All ventilators are considered life support by insurance companies and as such they are required to have a number of audible alarms and the Trilogy 100 is no exception. It has alarms for Circuit disconnect, Apnea, High tidal volume, Low tidal volume, High minute ventilation, Low minute ventilation, High respiratory rate, and Low respiratory rate.
What makes the Trilogy 100 perfect for me is the ability for the respiratory therapists to turn off as many alarms as possible. There are only a few alarms that cannot be turned off but they are the important ones to me. I believe every alarm is turned off on my machine except for the circuit disconnect and possibly the low tidal volume. I don’t have any problem with my breathing that would cause the other alarms to go off for anything serious.
Other ventilators force the user to have most of the alarms turned on and that is one of the reasons why I never used a real ventilator (as opposed to a BiPAP) because it would set off every alarm at the slightest change in my breathing — even if I talked while using the ventilator the alarms would be set off. No one in my house, including me, could get much rest with the alarms going off every few minutes.
I believe the reason we are able to turn the alarms off is because of the Trilogy 100 is in BiPAP mode; most of the alarms are still required if the ventilator mode is used.
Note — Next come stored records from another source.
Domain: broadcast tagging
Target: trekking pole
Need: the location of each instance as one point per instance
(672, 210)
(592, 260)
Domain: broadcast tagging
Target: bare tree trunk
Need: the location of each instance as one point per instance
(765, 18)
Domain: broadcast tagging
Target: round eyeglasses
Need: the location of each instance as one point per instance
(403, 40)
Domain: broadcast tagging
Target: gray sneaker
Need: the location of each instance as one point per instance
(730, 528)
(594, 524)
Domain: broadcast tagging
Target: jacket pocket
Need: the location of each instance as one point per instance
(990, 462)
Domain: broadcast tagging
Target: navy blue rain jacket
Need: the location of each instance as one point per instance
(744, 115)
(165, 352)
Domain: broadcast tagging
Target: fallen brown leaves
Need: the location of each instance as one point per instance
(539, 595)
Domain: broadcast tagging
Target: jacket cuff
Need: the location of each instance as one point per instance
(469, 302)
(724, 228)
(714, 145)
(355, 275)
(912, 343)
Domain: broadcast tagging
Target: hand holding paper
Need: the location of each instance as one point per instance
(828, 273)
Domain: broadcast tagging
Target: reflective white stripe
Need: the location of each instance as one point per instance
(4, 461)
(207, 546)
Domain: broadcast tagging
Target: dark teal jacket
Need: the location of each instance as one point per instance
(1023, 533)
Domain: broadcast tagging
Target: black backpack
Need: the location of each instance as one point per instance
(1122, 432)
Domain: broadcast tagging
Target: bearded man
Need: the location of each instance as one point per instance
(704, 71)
In all actuality, I always prefer the way BiPAP machines allow me to take breaths when I want to without all of the alarms but, since BiPAP machines are not considered life support, manufacturers are not required to install backup power sources within the machine and I like backup power sources. Also, in order to get a nurse, I had to be on a ventilator that is considered life support. Luckily my respiratory therapist learned of the Trilogy 100 in the nick of time for a nurse and gave me the best of both worlds: a ventilator that is considered life support with backup power sources and the ability to act like a BiPAP.
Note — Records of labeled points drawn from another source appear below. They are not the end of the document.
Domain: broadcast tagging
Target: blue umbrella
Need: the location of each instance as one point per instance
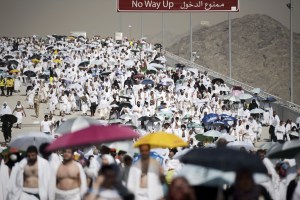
(147, 82)
(153, 155)
(210, 118)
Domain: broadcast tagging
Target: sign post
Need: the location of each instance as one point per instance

The Trilogy 100 is the quietest ventilator I have ever used. Another reason for my not wanting to use ventilators in the past is because they were so loud that they sounded like helicopters taking off. How do doctors and manufacturers expect patients to sleep next to a machine as loud as a vacuum cleaner? I was surprised when I first turned the Trilogy 100 on and it was whisper quiet, almost exactly as quiet as a BiPAP. I can finally use a ventilator and be able to sleep next to it!
While a quiet ventilator is a great thing, the alarms need to be the opposite and sound as loud as they can be so caregivers can hear them if they are in another room. There is a volume control for the alarms that can be turned up very loud are down to an acceptable level but never completely off. The alarm is very loud when it goes off as it should be, so it allows me to feel safer knowing that help will be alerted that something is wrong and caregivers can quickly come and fix the problem.
The alarms can also be connected to a remote system for monitoring in another room. This is great for hospitals and in the home because the patient has privacy without someone being required to be in the same room to monitor the ventilator.
I have been using the same exact Trilogy 100 for a little over one year without a problem. The menu lock, backup power sources, and loud alarms all give me a sense of security and safety allowing my caregivers, family, and me to not worry about power outages, accidentally changing settings, and not hearing the alarms. At the same time, it offers a portable ventilator that acts as a BiPAP while maintaining the level of life support that does not interfere as much with my life. I highly recommend patients, caregivers, doctors, and respiratory therapists involved with the use of ventilators to try the Trilogy 100 and see if it suits your needs better than other ventilators. [Note that there is now a Trilogy 200 on the market with even more features.]